1. No-join, Single Table SQL

SELECT * FROM users WHERE name = ‘Mustafa’ is a valid SQL; not every SQL has to have the joins or complicated expressions in them to be useful. Depending on your data store, use a parser to convert your SQL to an AST and query this data from your store. Because a single SQL statement without joins is a projection with boolean filters and/or aggregations in a single table, most observability systems provide this feature with dropdowns. 

As a simple example, filters match a hostname and availability zone and aggregate the average CPU utilization. Most data stores would support this, including Elasticsearch, MongoDB, InfluxDB, and regular RDBMS like MySQL and Postgres. 

However, many tools like to provide more intuitive visual query builders for this feature, showing dropdowns to filter boolean expressions fields and aggregations. But some allow you to write your own queries too. One example tool that does is New Relic, NRQL, which has superb auto-complete, and I prefer to write it that way compared to visual query builders because it's faster, and I can write a bit more complex boolean logic and multiple aggregations in one query. Even this kind of flexibility can be a competitive advantage to you. Another example is Elastic, which translates SQL queries to gigantic Elasticsearch JSON. Amazon’s fork, OpenSearch, also provides a similar SQL feature. 

Stick figures database joke
Reference: xkcd: Exploits of a Mom

So, suppose you decide to embed that kind of semi-SQL in your product. In that case, all you need to do is find some SQL parser (or write your own with ANTLR, are you alright?), parse it to boolean expressions for filters, projections, and table name, and translate that to a simple query in your favorite backend data store and transform the response to a tabular format.
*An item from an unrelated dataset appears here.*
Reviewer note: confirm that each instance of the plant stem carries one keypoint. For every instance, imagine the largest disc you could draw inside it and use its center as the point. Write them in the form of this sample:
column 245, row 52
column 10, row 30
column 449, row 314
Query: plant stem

This is mostly a safe choice regarding security because you are in control of what’s being queried - unless you allow arbitrary functions or use string concatenations to build a query.

2. CLI Tools

Some useful CLI tools let you query CSV, JSON, and Parquet files. Many people like such tools because they allow you to get quick insights from your data sitting on your downloads folder exported from somewhere, and you are too lazy to run ETL on them (virtual-hug). Importing those CSVs to Excel or Google Sheets is excellent for basic exploration, but you know you can do much better if you can run SQL. You can even join data from different CSV files without needing to use VLOOKUPs.

Multiple CLI tools provide similar functionality to query files in your computer.

  • q - Python-based, seems fast due to caching
  • octosql - Go-based, in addition to files, it can also query Postgres and join them
  • dsq - Supports CSV, JSON, Parquet, YAML (oh, no) ORC, Excel, some Apache Error Logs
  • textql - Go-based import and run queries
  • sqlite - The good old SQLite binary can import CSV files and query in 2 commands.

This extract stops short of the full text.